There is matricide, patricide, incestuous relations, and eating one’s offspring happening among the gods. Yet, what I found infinitely curious is how the same acts are punished if done by mortals. Even the gods’ own mortal children are not spared if they commit kinslaying or some other such barbaric acts. It appears that this is only a privilege of the gods.
One of my absolute favorite goddesses of all time is Athena, the goddess of wisdom, also described to the favorite child of Zeus. How can Athena not be smart when “she had sprung fully grown out of her father’s head.” (p. 34). Myths are such great stuff.

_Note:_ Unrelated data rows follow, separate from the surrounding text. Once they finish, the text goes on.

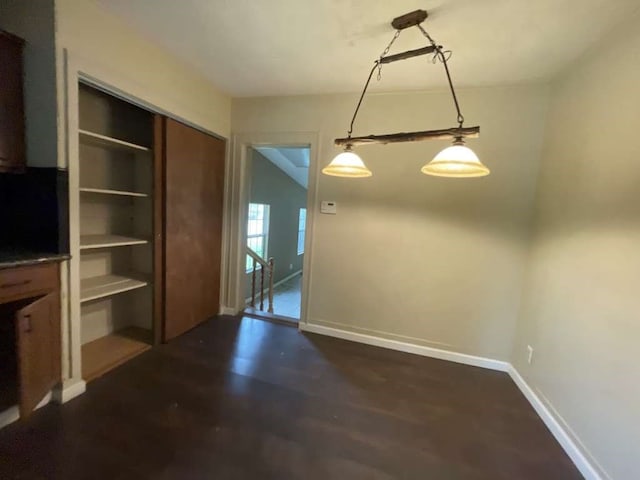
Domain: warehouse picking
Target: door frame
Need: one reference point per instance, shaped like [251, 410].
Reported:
[237, 204]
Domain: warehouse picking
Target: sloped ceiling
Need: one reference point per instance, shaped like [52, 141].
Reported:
[294, 161]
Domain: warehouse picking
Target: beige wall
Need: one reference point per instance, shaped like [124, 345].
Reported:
[581, 305]
[142, 69]
[432, 261]
[34, 22]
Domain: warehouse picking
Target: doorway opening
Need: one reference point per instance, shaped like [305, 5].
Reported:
[276, 223]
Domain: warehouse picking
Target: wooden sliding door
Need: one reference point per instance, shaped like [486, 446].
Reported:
[194, 185]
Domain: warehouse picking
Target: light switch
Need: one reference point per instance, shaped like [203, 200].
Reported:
[329, 207]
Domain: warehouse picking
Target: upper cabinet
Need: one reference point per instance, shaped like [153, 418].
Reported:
[12, 125]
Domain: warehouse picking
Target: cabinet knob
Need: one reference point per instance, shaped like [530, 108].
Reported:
[26, 323]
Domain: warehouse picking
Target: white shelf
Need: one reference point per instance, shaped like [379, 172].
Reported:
[105, 241]
[91, 138]
[106, 286]
[113, 192]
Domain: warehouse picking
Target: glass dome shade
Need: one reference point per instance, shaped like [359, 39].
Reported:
[347, 164]
[456, 161]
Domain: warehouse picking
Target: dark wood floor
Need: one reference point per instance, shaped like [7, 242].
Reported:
[247, 399]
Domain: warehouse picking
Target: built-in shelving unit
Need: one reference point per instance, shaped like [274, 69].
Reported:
[116, 225]
[112, 350]
[105, 191]
[93, 288]
[88, 242]
[92, 138]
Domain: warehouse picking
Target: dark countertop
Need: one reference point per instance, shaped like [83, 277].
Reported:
[10, 258]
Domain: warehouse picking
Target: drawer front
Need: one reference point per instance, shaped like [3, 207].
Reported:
[23, 282]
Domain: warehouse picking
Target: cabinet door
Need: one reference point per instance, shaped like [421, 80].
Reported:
[38, 347]
[12, 142]
[194, 192]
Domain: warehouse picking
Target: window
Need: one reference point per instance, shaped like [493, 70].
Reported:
[302, 221]
[257, 231]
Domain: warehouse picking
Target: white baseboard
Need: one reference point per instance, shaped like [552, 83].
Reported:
[554, 423]
[407, 347]
[12, 414]
[228, 311]
[559, 429]
[69, 390]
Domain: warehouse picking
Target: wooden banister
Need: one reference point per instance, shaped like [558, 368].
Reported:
[268, 267]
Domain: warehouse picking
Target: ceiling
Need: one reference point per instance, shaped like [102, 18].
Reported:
[290, 47]
[294, 161]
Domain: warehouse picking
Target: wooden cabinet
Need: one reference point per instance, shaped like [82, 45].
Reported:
[31, 353]
[38, 341]
[12, 124]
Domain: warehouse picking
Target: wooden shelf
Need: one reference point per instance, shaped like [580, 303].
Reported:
[94, 288]
[106, 191]
[107, 241]
[91, 138]
[111, 351]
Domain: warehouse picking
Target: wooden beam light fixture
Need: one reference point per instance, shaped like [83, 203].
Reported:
[455, 161]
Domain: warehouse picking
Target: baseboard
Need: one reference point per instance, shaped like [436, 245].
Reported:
[12, 414]
[228, 311]
[69, 390]
[558, 430]
[431, 352]
[557, 427]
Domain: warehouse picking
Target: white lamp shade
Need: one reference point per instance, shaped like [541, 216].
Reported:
[456, 161]
[347, 164]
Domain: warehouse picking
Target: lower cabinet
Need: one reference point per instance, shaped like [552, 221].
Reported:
[38, 350]
[30, 352]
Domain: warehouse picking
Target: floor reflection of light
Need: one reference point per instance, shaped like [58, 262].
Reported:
[248, 349]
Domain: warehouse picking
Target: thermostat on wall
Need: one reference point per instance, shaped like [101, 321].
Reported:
[328, 207]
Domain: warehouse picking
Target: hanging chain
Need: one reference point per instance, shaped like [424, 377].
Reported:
[440, 54]
[377, 64]
[443, 56]
[386, 50]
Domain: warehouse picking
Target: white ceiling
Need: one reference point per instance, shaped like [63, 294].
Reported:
[286, 47]
[294, 161]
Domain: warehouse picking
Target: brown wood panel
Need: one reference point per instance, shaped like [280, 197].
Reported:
[158, 226]
[29, 281]
[194, 192]
[12, 125]
[38, 339]
[111, 351]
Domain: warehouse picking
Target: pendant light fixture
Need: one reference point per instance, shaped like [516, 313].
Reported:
[455, 161]
[347, 164]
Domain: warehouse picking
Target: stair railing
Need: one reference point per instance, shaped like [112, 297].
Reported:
[266, 267]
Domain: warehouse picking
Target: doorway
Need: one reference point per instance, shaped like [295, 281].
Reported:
[276, 223]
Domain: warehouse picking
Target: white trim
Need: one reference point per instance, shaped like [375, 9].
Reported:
[69, 390]
[12, 414]
[431, 352]
[228, 311]
[560, 430]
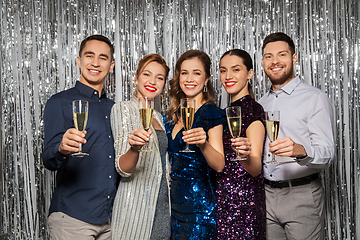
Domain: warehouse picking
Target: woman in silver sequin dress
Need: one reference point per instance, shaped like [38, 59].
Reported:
[142, 207]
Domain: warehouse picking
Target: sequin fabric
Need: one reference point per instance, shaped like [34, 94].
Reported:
[193, 201]
[241, 198]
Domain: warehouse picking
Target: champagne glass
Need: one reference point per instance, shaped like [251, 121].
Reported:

Pandora’s box was one of my favourite stories as a young child. I loved how the evils of the earth have been portrayed by the D’Aulaires:
I also enjoyed reading about tragic love stories that end in unhappiness and compromise such as the story of Hades and Persephone:
or end in death such as the love story of Orpheus and Euridice
and in bitterness such as the lovestory between Jason of the Argonauts of the Golden Fleece fame and Medea the Enchantress (also known as a witch).
There is just so much to love with these stories. Admittedly, it requires keen attention just to make sure that one is not lost with all the names and how each one is connected to each other. There are stories within stories within stories. The D’Aulaires’ breathtaking artwork elevate these tales to a different dimension altogether. I hope to own these two books in the future. They are definitely collectors’ items.
Done reading Moers’ A Wild Ride through the Night. While not my absolute favourite Walter Moers novel, I still enjoyed it greatly. I shall review this for our next theme. Very excited to share this ingenious book.
I’m also starting to read Jennifer A. Nielsen’s The False Prince in connection to our next bimonthly theme in January-February. So far, so good. Riveting first chapter, I think.